Berbeda dengan Indonesia, di Kuba, misalnya, konsep revolusi mental itu boleh dibilang berjalan dengan baik, bahkan hasilnya membuat kita tercengang. Umumnya ketika kita mendengar Kuba, masyarakat akan membayangkan sebuah negeri dengan ideologi “komunis”, terbelakang, miskin, layanan kesehatan dan pendidikannya parah. Akan tetapi, siapa sangka kualitas kesehatan dan pendidikan Kuba merupakan salah satu yang terbaik di dunia. Bank Dunia mencatat Kuba mengalokasikan 12,8% dari produk domestik bruto (PDB) untuk pendidikan pada 2010. Itu hanya untuk 2010.

Bandingkan dengan Indonesia yang hanya mengalokasikan 3,5% dari PDB untuk pendidikan sepanjang periode 1995 hingga 2015 atau sekitar 20 tahun pada 2009. Besarnya dana pendidikan itu membuat Kuba mampu menjalankan program-program pendidikan yang revolusioner. Di negeri itu, adalah kewajiban negara menyediakan pendidikan gratis kepada warganya dari tingkat dasar hingga pendidikan tinggi.

Karena pendidikan merupakan hak asasi setiap warga negara, maka pemerintah Kuba berupaya menghapus sekat-sekat yang dapat menghalangi rakyat untuk memperoleh pendidikan. Salah satunya adalah dengan menggratiskannya. Itu sebabnya, alasan kemiskinan menjadi tidak relevan untuk tidak bersekolah. Kuba juga menjadi negara yang paling sukses memerangi buta huruf. Organisasi pendidikan di bawah PBB yaitu Unesco menyebutkan dari 125 negara, Kuba berada di posisi ke-10 dalam hal melek huruf untuk orang dewasa.

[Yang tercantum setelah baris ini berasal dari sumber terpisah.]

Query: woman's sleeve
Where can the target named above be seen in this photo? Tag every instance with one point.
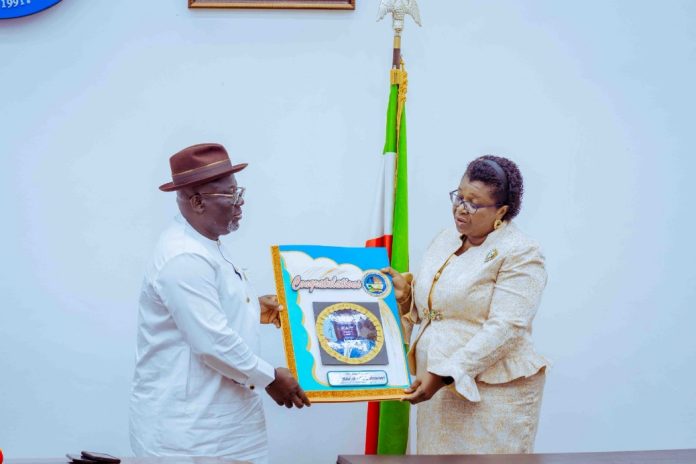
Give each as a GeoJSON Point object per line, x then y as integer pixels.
{"type": "Point", "coordinates": [407, 309]}
{"type": "Point", "coordinates": [516, 296]}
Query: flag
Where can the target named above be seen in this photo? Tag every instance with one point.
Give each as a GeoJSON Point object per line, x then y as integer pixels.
{"type": "Point", "coordinates": [387, 421]}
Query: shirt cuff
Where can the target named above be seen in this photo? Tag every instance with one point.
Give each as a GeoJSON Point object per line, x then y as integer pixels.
{"type": "Point", "coordinates": [262, 376]}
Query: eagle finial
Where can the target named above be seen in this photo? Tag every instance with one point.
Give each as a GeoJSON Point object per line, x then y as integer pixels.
{"type": "Point", "coordinates": [399, 9]}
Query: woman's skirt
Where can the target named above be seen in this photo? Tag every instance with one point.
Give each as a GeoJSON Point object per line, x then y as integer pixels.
{"type": "Point", "coordinates": [503, 422]}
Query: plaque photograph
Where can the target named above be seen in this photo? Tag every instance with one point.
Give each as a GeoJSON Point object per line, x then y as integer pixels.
{"type": "Point", "coordinates": [341, 331]}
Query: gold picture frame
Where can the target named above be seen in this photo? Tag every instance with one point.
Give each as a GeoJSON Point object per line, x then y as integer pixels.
{"type": "Point", "coordinates": [276, 4]}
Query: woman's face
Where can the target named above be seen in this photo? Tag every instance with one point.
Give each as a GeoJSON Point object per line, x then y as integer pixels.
{"type": "Point", "coordinates": [474, 208]}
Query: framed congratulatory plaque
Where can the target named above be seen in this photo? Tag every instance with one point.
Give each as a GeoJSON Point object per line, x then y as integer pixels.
{"type": "Point", "coordinates": [288, 4]}
{"type": "Point", "coordinates": [341, 331]}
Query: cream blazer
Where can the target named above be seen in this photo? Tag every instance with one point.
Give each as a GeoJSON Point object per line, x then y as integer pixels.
{"type": "Point", "coordinates": [476, 309]}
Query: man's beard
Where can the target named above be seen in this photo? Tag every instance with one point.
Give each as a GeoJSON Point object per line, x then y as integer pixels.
{"type": "Point", "coordinates": [232, 226]}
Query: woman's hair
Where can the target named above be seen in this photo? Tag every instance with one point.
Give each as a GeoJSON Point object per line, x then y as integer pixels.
{"type": "Point", "coordinates": [504, 178]}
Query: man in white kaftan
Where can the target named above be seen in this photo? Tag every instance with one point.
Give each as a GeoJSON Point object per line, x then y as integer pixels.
{"type": "Point", "coordinates": [197, 381]}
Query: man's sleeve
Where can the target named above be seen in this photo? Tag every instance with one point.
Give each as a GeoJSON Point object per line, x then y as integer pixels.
{"type": "Point", "coordinates": [187, 288]}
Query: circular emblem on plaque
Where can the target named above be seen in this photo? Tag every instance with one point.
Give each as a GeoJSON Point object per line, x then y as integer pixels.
{"type": "Point", "coordinates": [349, 333]}
{"type": "Point", "coordinates": [376, 284]}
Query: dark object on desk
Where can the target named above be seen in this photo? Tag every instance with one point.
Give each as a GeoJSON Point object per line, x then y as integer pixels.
{"type": "Point", "coordinates": [77, 459]}
{"type": "Point", "coordinates": [686, 456]}
{"type": "Point", "coordinates": [100, 457]}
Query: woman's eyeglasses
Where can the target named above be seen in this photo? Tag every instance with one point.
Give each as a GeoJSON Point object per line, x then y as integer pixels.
{"type": "Point", "coordinates": [470, 207]}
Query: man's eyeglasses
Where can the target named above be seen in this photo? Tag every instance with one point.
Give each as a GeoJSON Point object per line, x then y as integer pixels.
{"type": "Point", "coordinates": [237, 196]}
{"type": "Point", "coordinates": [470, 207]}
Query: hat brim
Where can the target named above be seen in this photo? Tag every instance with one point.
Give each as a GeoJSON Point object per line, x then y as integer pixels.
{"type": "Point", "coordinates": [171, 186]}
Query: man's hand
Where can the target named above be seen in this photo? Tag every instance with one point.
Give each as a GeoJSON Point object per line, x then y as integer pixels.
{"type": "Point", "coordinates": [270, 310]}
{"type": "Point", "coordinates": [423, 388]}
{"type": "Point", "coordinates": [286, 391]}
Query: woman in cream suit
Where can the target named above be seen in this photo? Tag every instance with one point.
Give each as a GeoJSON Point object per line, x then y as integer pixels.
{"type": "Point", "coordinates": [479, 381]}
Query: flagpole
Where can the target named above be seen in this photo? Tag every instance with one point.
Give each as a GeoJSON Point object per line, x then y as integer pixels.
{"type": "Point", "coordinates": [387, 422]}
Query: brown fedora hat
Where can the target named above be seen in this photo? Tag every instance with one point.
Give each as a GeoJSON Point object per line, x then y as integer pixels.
{"type": "Point", "coordinates": [199, 164]}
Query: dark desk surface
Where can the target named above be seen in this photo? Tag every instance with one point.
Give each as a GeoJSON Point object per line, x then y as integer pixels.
{"type": "Point", "coordinates": [619, 457]}
{"type": "Point", "coordinates": [183, 460]}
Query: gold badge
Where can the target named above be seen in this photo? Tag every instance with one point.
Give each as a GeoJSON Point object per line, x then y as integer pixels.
{"type": "Point", "coordinates": [491, 255]}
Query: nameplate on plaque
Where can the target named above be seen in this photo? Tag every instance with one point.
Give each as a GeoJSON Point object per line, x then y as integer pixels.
{"type": "Point", "coordinates": [353, 378]}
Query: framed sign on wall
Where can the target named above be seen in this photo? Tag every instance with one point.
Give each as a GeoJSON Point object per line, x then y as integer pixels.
{"type": "Point", "coordinates": [278, 4]}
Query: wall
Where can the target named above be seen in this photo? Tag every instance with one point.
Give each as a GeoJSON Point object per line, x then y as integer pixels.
{"type": "Point", "coordinates": [593, 99]}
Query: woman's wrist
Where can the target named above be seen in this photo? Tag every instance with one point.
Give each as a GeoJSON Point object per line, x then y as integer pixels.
{"type": "Point", "coordinates": [405, 297]}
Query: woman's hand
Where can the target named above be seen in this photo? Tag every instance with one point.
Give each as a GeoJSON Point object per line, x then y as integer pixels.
{"type": "Point", "coordinates": [270, 310]}
{"type": "Point", "coordinates": [423, 388]}
{"type": "Point", "coordinates": [401, 286]}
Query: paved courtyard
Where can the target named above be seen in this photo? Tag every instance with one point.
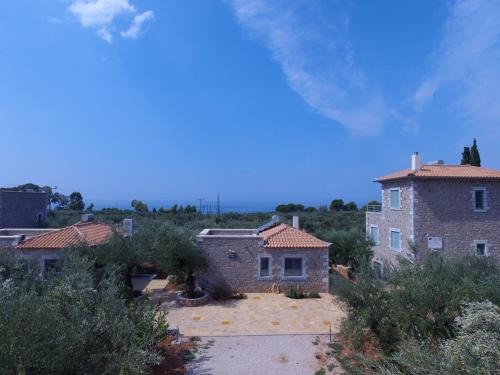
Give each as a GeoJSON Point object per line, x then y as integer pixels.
{"type": "Point", "coordinates": [259, 314]}
{"type": "Point", "coordinates": [257, 355]}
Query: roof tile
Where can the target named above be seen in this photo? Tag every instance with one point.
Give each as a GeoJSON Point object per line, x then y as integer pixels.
{"type": "Point", "coordinates": [91, 233]}
{"type": "Point", "coordinates": [284, 236]}
{"type": "Point", "coordinates": [445, 171]}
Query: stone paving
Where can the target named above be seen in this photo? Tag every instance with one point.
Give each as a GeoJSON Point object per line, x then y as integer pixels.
{"type": "Point", "coordinates": [259, 314]}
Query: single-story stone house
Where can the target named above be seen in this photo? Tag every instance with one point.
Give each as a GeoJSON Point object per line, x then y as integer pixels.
{"type": "Point", "coordinates": [258, 260]}
{"type": "Point", "coordinates": [46, 247]}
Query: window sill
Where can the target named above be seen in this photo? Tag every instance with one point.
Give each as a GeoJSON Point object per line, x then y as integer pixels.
{"type": "Point", "coordinates": [265, 278]}
{"type": "Point", "coordinates": [293, 278]}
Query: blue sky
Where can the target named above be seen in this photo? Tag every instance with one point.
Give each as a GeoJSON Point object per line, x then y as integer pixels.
{"type": "Point", "coordinates": [264, 101]}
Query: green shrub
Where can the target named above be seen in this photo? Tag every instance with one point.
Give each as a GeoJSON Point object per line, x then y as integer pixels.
{"type": "Point", "coordinates": [417, 301]}
{"type": "Point", "coordinates": [313, 294]}
{"type": "Point", "coordinates": [474, 350]}
{"type": "Point", "coordinates": [295, 293]}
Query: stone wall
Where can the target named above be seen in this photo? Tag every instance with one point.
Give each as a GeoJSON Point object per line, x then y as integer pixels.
{"type": "Point", "coordinates": [20, 209]}
{"type": "Point", "coordinates": [233, 264]}
{"type": "Point", "coordinates": [396, 219]}
{"type": "Point", "coordinates": [445, 209]}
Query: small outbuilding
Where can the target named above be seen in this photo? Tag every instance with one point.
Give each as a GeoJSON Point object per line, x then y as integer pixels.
{"type": "Point", "coordinates": [273, 256]}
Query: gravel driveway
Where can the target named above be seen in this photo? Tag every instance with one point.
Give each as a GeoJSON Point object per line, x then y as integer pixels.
{"type": "Point", "coordinates": [248, 355]}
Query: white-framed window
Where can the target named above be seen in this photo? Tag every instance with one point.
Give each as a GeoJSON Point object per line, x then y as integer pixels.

Bersumber dari lembaga yang sama, data statistik yang dirilis pada 2017 menyebutkan, keterampilan membaca siswa sekolah di Indonesia masih sangat rendah. Selain itu, data United Nations Development Programme (UNDP) juga menunjukkan bahwa angka melek huruf orang dewasa di Indonesia hanya 65,5%.

Seperti Kuba, Tiongkok pernah mengalami hal serupa di bawah kepemimpinan Mao Tse Tung. Penulis The Unknown Cultural Revolution: Life and Change in a Chinese Village, Dongping Han merekam jejak Mao dalam mewujudkan revolusi mental tersebut. Dalam catatannya berjudul Revolusi Besar Kebudayaan Proletar dan Dampaknya terhadap Pembangunan Tiongkok, ia menuliskan, sebelum meninggal Mao sempat berkata bahwa ia telah mencapai dua hal dalam hidupnya. Pertama adalah berdirinya Republik Rakyat Tiongkok dan meletusnya Revolusi Besar Kebudayaan Proletar (RBKP).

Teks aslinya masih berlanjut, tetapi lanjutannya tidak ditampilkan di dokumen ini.